In terms of her own practice, Swann is particularly enamored of painting, but allows herself to move through disciplines according to whichever form the subject matter takes on its own. "All of my art is channeled," she explains. "I let the 'downloads' tell me the correct format—the medium is the medium." Right now, Swann's working on a series of paintings based on her communications with plants.
"Art, for me, is an instrument for the liberating force of sacred magic and the awakening of free will," she believes. "I am interested in art as an apparatus for psychic hygiene and as an instrument for transmitting more compassion and freedom to this plane. True art transmits full consciousness and full responsibility to the receiver. I employ art as a tool for taking full responsibility for my births, lives, and deaths."
Ultimately, Swann is humbled by the idea that both the seeker and the source are part of the same circle, and that frequencies transmitted through sound, word, and image impart personal wisdoms that are absorbed by our bodies. Swann, however, also feels that much of our knowledge as a species has been eradicated under a capitalist worldview, although fear of women and healers extends back centuries. Yet while the reality may be dark, it doesn’t necessarily mean there’s no light ahead.
"The witch hunts in the Middle Ages targeted the midwives and healers whose traditional roles included what we would now classify as obstetrician, medical doctor, pastor, philosopher, performance artist, and psychotherapist," Swann says. "The atrocious and humiliating deaths to which so many of them were subjected left indelible marks on the collective psyche and destroyed thousands of years of traditional healing wisdom; we were forced to view their work as dangerous and irrational or suffer similar violence ourselves."
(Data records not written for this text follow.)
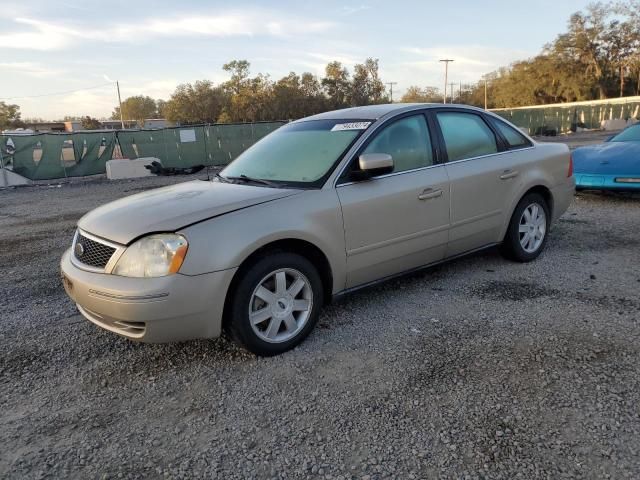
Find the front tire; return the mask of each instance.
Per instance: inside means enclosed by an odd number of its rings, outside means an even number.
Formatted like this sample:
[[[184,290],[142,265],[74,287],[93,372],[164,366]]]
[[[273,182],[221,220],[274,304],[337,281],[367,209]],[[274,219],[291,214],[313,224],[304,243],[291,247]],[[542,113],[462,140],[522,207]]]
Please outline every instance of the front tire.
[[[502,254],[517,262],[538,258],[547,243],[551,214],[544,197],[529,193],[522,197],[511,216],[501,245]]]
[[[324,298],[320,275],[309,260],[277,252],[239,274],[227,321],[234,340],[256,355],[272,356],[309,335]]]

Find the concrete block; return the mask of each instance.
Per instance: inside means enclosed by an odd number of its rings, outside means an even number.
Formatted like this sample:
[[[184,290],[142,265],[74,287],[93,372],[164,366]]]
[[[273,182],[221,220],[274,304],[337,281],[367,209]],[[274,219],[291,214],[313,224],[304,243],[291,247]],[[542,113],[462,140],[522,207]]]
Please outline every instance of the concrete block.
[[[17,173],[7,170],[6,168],[0,168],[0,188],[13,187],[16,185],[29,185],[31,180],[18,175]]]
[[[107,178],[109,180],[119,180],[122,178],[150,177],[153,174],[147,170],[145,165],[151,162],[162,163],[159,158],[144,157],[129,160],[128,158],[107,161]]]

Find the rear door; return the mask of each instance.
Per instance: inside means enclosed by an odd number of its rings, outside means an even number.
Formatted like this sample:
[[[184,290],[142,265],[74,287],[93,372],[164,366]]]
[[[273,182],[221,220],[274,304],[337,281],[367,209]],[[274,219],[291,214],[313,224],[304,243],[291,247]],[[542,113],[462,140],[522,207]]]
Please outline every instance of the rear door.
[[[499,242],[518,192],[517,155],[480,112],[434,113],[451,185],[451,229],[446,256]]]
[[[361,153],[391,155],[394,171],[352,181]],[[383,126],[338,181],[347,288],[444,258],[449,182],[434,153],[424,115],[405,116]]]

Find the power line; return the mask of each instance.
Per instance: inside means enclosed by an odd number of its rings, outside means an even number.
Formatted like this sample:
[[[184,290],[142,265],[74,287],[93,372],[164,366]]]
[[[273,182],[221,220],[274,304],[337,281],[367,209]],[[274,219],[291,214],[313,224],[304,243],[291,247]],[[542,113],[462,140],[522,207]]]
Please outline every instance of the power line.
[[[447,103],[447,77],[449,74],[449,63],[453,62],[453,60],[450,58],[443,58],[440,61],[444,62],[444,97],[442,98],[442,103]],[[451,101],[453,102],[453,98],[451,99]]]
[[[42,95],[22,95],[22,96],[16,96],[16,97],[0,97],[0,100],[15,100],[15,99],[19,99],[19,98],[41,98],[41,97],[52,97],[54,95],[66,95],[68,93],[83,92],[85,90],[94,90],[96,88],[102,88],[102,87],[106,87],[106,86],[113,86],[114,83],[115,82],[109,82],[109,83],[103,83],[101,85],[96,85],[96,86],[93,86],[93,87],[77,88],[75,90],[67,90],[65,92],[43,93]]]

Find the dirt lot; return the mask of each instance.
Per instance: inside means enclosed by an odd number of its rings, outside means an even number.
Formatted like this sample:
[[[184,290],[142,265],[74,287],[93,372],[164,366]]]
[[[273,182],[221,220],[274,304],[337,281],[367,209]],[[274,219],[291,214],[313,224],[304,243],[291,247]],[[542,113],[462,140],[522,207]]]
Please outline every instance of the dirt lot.
[[[640,198],[581,194],[536,262],[369,288],[259,359],[132,343],[64,294],[83,213],[179,180],[0,191],[1,478],[640,477]]]

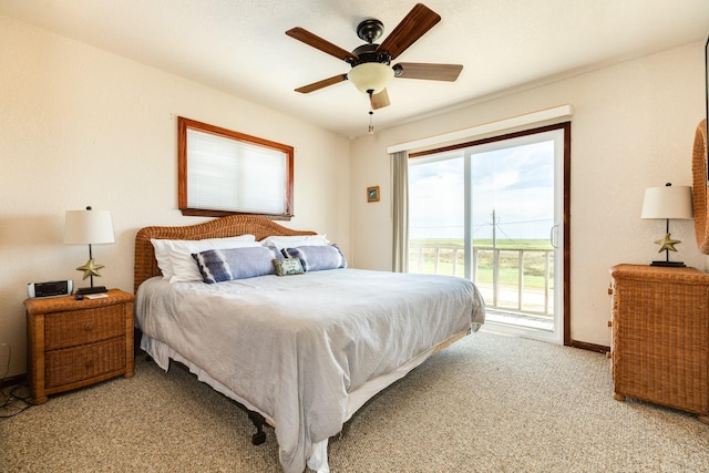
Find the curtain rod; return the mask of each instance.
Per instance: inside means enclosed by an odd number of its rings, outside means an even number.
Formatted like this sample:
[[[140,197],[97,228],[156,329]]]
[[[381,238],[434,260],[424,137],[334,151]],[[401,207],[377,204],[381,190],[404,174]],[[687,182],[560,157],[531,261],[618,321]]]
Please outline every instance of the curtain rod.
[[[499,120],[496,122],[484,123],[482,125],[471,126],[469,128],[459,130],[456,132],[443,133],[440,135],[433,135],[421,140],[414,140],[407,143],[394,144],[387,146],[387,153],[398,153],[400,151],[415,150],[423,146],[431,146],[441,143],[448,143],[455,140],[470,138],[473,136],[483,135],[486,133],[500,132],[502,130],[510,130],[516,126],[530,125],[533,123],[545,122],[548,120],[562,119],[565,116],[572,116],[574,114],[574,107],[572,105],[559,105],[552,109],[540,110],[537,112],[525,113],[524,115],[513,116],[511,119]]]

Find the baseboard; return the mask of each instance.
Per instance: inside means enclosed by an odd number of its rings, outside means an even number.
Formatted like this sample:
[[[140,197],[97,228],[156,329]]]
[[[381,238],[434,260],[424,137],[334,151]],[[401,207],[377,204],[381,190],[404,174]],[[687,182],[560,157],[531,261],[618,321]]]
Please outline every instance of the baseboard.
[[[0,379],[0,389],[4,388],[6,385],[22,384],[24,381],[27,381],[27,373],[16,374],[13,377],[8,377],[8,378],[2,378],[2,379]]]
[[[588,343],[585,341],[572,340],[568,343],[569,347],[580,348],[582,350],[596,351],[598,353],[608,353],[610,351],[610,347],[606,347],[604,345]]]

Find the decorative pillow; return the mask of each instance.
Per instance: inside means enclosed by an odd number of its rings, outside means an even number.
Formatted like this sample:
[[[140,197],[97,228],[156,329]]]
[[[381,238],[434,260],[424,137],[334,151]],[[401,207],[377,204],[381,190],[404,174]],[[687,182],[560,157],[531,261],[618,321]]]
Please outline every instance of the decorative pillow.
[[[206,284],[273,275],[274,259],[284,256],[275,246],[208,249],[192,255]]]
[[[326,235],[294,235],[294,236],[269,236],[261,241],[264,246],[275,246],[278,249],[295,248],[297,246],[322,246],[328,245]]]
[[[207,249],[235,248],[237,246],[259,246],[254,235],[239,235],[228,238],[151,239],[155,248],[155,259],[163,273],[163,279],[171,282],[202,280],[193,253]]]
[[[305,273],[298,258],[274,259],[274,267],[278,276],[301,275]]]
[[[300,265],[302,265],[302,269],[306,273],[347,268],[347,259],[340,248],[335,244],[285,248],[282,253],[287,258],[300,259]]]

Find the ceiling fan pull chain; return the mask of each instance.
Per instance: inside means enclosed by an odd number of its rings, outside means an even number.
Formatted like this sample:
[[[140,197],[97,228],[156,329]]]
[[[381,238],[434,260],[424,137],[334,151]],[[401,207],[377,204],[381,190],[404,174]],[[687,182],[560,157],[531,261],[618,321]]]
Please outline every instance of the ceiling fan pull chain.
[[[374,134],[374,107],[372,105],[372,91],[369,92],[369,128],[367,133],[370,135]]]

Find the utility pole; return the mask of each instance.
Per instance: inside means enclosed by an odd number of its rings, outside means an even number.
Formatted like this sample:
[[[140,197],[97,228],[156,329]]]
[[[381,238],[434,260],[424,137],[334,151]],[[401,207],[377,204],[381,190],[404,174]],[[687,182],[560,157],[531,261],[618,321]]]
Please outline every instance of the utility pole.
[[[500,289],[500,251],[497,250],[497,216],[492,209],[492,305],[497,307],[497,292]]]

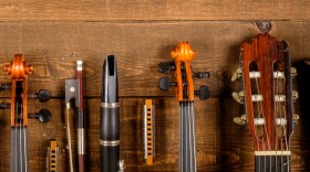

"At the same moment in history," Swann continues, "the transatlantic slave trade and the genocide of the indigenous people in the ‘New World’ destroyed millions of lives and declared that the healing, philosophical, and spiritual traditions of the murdered, enslaved, and displaced people were 'heathen' and 'primitive.' All of this terror was engineered by the European ruling elite to implement the capitalist system so that our bodies and our land could be owned by a few men. As a mystic, I am proud to belong to a world that capitalism is anxious to destroy: a world with strong female leadership, a world rooted in local communities and knowledge, a world that respects wild spaces, a world alive with magical possibilities, a world of generosity, a world where people are connected to their own healing process, a world deep in the process of resistance and renewal."